Nice Bull Ugly! I have a few Senator setups, and a fresh caught ray I'm gonna be baiting out there soon. This here fish might end up on the end of one of my lines.


----------



## konz

It's that time of the year. Nice catch. My buddies and I catch them on spinning tackle. I'll probably run into you out there some time.


----------



## lowprofile

Awesome bull bro! your cell pics didn't do it justice. hope you get a monster tonight!


----------



## tofer

AR is right, there's some monsters out there. Spend some serious time pier fishing, and you see them. Once in a while there's a 10ft fat one hooked, 500# of pure muscle. Its always going to stand out to me, one time I was just fishing for spanish with a gotcha and suddenly a BIG 10ft bull shark is right behind it and lunges for it. Comical seeing a fish of that size chasing a 3in lure. :thumbup: Priceless. Nice fish Ugly! Blacktip is pretty good, but never tried bullshark.


----------



## JD7.62

Well dang, I was planning on doing a bit of free diving over in that general area before stone crabs close. Not sure if I will or not now.


----------



## Ugly 1

JD7.62 said:


> Well dang, I was planning on doing a bit of free diving over in that general area before stone crabs close. Not sure if I will or not now.

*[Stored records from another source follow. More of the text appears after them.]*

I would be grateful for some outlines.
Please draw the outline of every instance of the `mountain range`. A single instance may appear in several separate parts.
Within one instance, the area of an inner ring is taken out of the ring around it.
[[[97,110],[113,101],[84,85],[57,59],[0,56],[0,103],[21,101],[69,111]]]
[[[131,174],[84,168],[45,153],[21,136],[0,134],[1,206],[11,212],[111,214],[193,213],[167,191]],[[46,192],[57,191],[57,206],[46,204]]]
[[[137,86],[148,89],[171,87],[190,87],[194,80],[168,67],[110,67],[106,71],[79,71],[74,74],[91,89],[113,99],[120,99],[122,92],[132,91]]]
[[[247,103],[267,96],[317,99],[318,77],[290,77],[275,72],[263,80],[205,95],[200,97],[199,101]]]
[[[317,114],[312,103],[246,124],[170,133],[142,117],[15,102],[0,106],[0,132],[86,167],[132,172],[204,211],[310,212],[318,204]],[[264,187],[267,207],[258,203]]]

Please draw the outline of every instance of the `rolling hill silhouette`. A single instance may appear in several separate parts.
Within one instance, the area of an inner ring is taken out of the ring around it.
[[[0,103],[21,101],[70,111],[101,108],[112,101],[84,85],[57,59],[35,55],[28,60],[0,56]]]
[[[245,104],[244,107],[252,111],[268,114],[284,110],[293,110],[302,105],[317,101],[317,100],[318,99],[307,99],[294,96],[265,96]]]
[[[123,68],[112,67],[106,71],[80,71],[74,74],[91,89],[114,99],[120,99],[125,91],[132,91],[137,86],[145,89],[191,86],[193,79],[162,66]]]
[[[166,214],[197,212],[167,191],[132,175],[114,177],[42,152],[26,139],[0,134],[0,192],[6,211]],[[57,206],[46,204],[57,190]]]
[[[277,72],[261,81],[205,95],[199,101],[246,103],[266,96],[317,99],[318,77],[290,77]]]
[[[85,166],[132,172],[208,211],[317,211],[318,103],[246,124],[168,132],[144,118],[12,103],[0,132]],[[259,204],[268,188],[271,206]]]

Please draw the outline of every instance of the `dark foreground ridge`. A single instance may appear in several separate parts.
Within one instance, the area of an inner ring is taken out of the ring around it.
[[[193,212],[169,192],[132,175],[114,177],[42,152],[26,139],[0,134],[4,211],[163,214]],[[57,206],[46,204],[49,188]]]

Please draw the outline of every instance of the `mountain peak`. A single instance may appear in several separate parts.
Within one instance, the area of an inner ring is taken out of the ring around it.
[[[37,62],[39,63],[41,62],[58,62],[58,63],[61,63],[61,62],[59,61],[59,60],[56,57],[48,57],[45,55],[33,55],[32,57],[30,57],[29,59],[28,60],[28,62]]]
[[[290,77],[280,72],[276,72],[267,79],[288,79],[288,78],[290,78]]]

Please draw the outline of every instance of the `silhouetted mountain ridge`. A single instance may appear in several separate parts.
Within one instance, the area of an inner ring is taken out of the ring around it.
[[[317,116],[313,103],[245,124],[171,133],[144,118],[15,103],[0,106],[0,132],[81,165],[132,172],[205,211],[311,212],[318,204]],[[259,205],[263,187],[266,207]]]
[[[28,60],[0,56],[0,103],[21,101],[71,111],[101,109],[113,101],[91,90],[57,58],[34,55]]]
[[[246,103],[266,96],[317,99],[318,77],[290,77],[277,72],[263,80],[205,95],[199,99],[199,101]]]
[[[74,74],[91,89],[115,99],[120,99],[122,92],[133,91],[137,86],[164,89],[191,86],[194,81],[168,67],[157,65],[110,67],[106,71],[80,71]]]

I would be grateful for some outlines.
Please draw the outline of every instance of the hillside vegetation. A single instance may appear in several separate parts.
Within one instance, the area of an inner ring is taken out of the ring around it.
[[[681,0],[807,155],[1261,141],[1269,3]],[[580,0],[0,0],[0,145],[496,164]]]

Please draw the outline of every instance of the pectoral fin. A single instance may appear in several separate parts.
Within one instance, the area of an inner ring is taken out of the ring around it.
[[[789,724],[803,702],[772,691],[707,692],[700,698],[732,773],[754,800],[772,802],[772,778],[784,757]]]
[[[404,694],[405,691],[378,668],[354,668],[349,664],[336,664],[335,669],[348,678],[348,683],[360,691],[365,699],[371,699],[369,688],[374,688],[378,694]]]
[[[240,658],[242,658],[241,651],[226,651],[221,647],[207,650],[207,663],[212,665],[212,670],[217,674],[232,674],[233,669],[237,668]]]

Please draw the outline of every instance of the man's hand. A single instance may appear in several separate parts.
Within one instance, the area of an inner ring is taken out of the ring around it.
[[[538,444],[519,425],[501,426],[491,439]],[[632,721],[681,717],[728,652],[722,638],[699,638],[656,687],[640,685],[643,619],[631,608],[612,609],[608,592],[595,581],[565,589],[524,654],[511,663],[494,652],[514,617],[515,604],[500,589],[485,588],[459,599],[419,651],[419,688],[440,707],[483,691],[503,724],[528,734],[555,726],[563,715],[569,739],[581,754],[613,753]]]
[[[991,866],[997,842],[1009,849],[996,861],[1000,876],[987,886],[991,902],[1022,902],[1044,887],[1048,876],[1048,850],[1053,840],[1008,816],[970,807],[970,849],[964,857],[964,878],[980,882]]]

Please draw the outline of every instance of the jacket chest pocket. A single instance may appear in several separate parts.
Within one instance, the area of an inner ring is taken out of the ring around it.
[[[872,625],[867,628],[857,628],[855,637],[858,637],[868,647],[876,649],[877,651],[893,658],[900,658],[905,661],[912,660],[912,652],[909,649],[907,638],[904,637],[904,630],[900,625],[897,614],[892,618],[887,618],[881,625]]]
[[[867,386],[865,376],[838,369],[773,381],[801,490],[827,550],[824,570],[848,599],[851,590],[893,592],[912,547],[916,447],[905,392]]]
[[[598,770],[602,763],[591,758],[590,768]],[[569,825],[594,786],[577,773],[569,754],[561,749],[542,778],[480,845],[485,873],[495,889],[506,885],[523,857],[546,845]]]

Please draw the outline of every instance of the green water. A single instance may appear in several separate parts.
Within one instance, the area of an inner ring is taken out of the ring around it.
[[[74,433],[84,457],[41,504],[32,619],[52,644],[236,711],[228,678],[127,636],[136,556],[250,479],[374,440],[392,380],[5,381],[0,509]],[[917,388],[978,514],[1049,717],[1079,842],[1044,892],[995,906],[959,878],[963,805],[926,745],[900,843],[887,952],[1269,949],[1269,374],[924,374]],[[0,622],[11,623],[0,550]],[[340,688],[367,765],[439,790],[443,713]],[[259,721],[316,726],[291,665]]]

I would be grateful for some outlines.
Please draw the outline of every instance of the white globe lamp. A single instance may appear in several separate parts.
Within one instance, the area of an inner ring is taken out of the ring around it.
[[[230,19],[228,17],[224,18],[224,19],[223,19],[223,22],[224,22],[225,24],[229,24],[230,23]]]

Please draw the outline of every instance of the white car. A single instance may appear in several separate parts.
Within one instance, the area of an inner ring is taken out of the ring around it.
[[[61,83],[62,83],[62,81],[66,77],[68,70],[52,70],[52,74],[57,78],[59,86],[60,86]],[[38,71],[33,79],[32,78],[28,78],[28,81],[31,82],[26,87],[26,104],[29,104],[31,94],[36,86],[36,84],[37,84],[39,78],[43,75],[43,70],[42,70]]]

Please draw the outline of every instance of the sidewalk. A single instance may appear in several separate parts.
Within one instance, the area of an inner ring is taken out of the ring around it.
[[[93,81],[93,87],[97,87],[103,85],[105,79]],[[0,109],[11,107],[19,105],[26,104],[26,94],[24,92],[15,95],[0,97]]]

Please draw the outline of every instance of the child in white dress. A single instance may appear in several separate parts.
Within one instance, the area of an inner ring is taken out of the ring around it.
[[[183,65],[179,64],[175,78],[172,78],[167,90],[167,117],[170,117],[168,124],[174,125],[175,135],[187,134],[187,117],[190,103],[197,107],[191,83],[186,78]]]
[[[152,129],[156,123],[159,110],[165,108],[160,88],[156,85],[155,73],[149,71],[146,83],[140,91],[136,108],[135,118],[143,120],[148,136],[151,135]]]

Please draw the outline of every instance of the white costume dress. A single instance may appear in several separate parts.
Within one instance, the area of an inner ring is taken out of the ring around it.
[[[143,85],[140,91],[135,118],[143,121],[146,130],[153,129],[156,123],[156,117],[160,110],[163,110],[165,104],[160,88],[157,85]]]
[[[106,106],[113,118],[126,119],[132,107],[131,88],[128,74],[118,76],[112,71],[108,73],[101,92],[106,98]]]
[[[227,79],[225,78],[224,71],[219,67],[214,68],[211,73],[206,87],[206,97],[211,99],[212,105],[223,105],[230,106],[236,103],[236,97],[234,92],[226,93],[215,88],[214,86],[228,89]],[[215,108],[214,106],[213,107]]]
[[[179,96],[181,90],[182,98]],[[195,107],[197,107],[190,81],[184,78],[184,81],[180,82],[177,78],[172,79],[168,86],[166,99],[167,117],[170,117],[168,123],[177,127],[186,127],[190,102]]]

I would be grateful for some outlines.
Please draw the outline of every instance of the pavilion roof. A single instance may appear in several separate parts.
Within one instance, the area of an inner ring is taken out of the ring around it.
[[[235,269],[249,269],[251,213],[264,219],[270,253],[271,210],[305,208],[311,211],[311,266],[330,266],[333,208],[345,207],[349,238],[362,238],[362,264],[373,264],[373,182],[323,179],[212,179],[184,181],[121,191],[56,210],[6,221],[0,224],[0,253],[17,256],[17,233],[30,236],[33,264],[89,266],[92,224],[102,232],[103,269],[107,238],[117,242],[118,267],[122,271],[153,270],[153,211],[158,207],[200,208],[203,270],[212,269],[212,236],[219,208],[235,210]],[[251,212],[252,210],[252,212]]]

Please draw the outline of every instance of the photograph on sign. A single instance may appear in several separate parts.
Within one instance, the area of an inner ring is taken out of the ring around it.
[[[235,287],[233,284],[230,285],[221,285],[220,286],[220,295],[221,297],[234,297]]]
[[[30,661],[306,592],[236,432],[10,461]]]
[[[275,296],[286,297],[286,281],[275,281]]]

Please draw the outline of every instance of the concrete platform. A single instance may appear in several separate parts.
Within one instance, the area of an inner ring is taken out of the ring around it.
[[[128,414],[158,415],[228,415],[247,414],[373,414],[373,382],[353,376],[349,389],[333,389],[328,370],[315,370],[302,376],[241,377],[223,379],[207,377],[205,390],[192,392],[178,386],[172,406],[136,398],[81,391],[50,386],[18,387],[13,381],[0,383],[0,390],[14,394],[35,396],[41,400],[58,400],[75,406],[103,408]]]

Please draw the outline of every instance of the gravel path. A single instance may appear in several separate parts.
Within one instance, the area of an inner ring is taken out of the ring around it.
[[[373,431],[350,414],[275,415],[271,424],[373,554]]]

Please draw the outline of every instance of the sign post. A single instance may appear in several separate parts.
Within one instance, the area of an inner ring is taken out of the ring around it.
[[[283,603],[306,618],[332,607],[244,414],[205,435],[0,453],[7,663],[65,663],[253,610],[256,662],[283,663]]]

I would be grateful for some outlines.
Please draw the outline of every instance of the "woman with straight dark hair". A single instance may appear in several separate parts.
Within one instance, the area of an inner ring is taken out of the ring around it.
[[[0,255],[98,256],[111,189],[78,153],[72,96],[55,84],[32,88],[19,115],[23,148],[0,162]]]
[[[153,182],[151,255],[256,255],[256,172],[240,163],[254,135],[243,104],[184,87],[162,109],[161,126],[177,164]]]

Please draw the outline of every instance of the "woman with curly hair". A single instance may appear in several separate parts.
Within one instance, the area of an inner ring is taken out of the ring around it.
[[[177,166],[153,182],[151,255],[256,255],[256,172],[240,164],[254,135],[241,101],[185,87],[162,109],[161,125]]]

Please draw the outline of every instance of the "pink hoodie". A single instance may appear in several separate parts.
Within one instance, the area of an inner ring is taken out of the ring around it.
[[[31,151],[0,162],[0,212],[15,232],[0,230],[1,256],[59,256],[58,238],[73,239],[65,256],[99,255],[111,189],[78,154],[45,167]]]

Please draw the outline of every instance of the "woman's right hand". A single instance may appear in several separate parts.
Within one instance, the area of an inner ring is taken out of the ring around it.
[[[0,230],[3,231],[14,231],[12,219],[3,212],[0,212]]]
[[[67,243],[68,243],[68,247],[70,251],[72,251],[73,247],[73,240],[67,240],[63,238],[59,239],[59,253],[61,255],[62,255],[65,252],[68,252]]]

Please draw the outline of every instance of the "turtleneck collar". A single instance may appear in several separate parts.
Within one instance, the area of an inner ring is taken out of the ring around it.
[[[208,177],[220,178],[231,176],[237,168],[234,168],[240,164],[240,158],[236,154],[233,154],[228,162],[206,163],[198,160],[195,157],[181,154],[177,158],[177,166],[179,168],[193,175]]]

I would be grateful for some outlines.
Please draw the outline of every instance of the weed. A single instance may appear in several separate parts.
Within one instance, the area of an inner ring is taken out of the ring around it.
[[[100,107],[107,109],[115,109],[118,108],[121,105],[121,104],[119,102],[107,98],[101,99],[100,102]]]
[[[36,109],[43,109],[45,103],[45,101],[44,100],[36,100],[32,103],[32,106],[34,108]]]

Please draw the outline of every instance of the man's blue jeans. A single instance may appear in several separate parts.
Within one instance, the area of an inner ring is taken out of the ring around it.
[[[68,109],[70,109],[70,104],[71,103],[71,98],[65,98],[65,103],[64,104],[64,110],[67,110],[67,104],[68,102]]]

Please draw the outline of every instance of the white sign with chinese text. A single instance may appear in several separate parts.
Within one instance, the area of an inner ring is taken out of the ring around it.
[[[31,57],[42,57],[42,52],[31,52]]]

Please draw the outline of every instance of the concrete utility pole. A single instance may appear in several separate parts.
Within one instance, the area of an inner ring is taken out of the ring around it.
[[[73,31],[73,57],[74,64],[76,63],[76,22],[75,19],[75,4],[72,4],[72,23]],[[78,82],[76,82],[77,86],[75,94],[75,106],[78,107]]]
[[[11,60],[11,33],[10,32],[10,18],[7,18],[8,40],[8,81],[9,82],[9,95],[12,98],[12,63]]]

 theres a few showing up in traps down here JD let me know if your coming down maybe I will give it a shot with you. UGLY


----------



## Ugly 1

Has anyone landed or seen any of these beasts hanging around lately? Last couple trips I have been skunked. I just wondered if anyone else is hooking up with monsters landed or not? UGLY


----------



## holicori

As i mentioned the other day don, i hooked up that grouper...but somebody that was helping snapped my line....grrr


----------